WIRED25: The Top Moments

WIRED25 was jam-packed with unrivaled content – it truly put all other events to shame.  That said, it was incredibly difficult to just identify one moment as a ‘favorite,’ but here is a try from each of the attendees.

Chad Vavra

Genevieve Bell’s eloquent presentation on the challenges and opportunities of living with artificial intelligence was a much needed interlude during talks from engineers turned CEOs and VCs.  She reminded us all what it will mean to be human, in the age of machine.


Chris Hogue

I was pretty sure the biggest highlight for me was listening to Sean Parker and Alex Marson talking about the advances they’ve made at the Parker Institute for Cancer Immunotherapy. Hearing they have successfully edited genes in T cells to attack and kill cancer cells blew me away! Biohacking is the future.

But then, this happened…


Leigh Christie

For myself, the most inspirational part of WIRED25 was seeing Boston Dynamics’ SpotMini up close and personal. It’s motions are incredibly fluid and “dog like.” It triggers your empathy in the same way that a living creature would. As such, it’s much easier to imagine a world where artificial beings co-exist with humans in the workplace as well as at home and in public.


Tonya Bakritzes

The speaker list at WIRED25 was certainly impressive making it difficult to select one stand out moment.  It’s not every day that you get to hear Kevin Systrom share why he made the decision to leave Instagram, listen as Anna Wintour asks Jony Ive what keeps him up at night and then be treated to a surprise visit by Jeff Bezos where he shared the origins of his passion for space travel.

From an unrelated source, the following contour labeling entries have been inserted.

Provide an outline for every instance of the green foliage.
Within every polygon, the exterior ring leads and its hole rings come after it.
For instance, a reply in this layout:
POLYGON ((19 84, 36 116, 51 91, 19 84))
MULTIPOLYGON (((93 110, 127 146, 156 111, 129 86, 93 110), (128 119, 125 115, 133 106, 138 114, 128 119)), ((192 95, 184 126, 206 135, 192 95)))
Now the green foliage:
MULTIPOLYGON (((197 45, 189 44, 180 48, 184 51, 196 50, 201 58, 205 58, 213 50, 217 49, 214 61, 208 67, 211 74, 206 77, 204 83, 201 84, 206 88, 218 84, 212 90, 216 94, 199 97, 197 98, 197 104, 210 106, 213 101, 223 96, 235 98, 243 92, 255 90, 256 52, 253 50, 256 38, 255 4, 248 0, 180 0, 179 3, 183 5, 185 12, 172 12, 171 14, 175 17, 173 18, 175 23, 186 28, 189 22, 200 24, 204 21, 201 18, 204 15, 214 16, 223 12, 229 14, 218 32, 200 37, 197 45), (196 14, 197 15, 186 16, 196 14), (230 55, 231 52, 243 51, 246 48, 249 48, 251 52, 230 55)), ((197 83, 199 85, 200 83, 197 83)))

Setting aside the inspiration that comes from seeing so many visionaries in one room, I was moved to hear Jiwoo Lee, a student at Stanford University, speak about her work using Crispr to kill cancer cells.  Jiwoo’s passion for science and accomplishments at such an early age left me with a renewed optimism for the potential of the next generation to bring about positive change.


Ken Waagner

Getting dragged on to the dance-floor by WIRED co-founder Jane Metcalfe to dance during Questlove’s dj set was second only to getting to hear Salesforce Founder and CEO Marc Benioff speak of the homeless problem in San Francisco and his commitment to trying to legitimately do something about it.


Paul Buranosky

With so much great content presented throughout the entire event, is it delightfully difficult to choose a highlight of the weekend. When the agenda is filled with session after session of the brightest, most successful and famous names in Silicon Valley it’s hard not to acknowledge a surprise appearance by Jeff Bezos as a highlight of WIRED25.  However, as is often the case I find the unexpected and simple message to be the most compelling. Keller Rinaudo, Cofounder & CEO of Zipline took the stage without a fanfare or expectations. He is not a household name like Anna Wintour, Jony Ive or Questlove, however, from the moment he started speaking he had the rapt attention of the audience. The story behind Zipline is inspiring and in this current climate of political divisiveness it gave me hope for the value of technology’s role in society.  Zipline delivers lifesaving blood to rural areas of Rwanda using a drone delivery service. The company uses technology to solve an issue in a way that actually benefits the people it is serving most while also creating a business that can be profitable and scale. Zipline is a clear example that startups can develop technology using practical insights and advancements to scale for success. But, most importantly companies can use technology to develop a sustainable business while saving lives.


Sara Saldoff, OhioHealth

When the opportunity came to join the Isobar team in San Francisco for the WIRED conference, I leapt at the chance. I grew up in digital and to see the titans of the industry in person was something I couldn’t turn down. Kevin Systrom, the former CEO of Instagram, said we have to stop the hackathon culture and have to start solving problems people actually have. If you solve for real problems then you don’t waste time and resources.  Imagine what would happen if everyone started working on real problems and not just cool features. Shiny and new is fun and exciting, but if it’s not making something better, is it worth it?


Jessica Balfour, Exelon

The conversations at WIRED25 highlighted how these titans of tech are becoming titans of a new and old industry in a way many never expected. From space exploration, to rethinking what it means to empower those with disabilities to engage in our workforces. What I was most excited to see and hear about, was about how today’s leaders are thinking about how the tools they have created, how they will be used in the future and the role we should play in governing the use of the new technologies. From how we responsibly use CRISPR and human genome to develop new approaches to treating cancer, to how we tackle the “fake news” on Twitter, cyber-bullying on Instagram and a rise of conspiracy videos on YouTube. And, with the rapid adoption and advancement of new technology, like AI, to help us accomplish these next big issues, it has become clear we are all responsible for cultivating the power of this technology, responsibly and with an eye on building a more collaborative and inclusive world.  

More than anything, WIRED25 made us inspired and excited for the future.  The last 25 years, WIRED has served as a beacon, guiding us through the technological developments of the past quarter-century.  However, leaving the anniversary event, we’re no longer looking back…we’re ready for what’s next.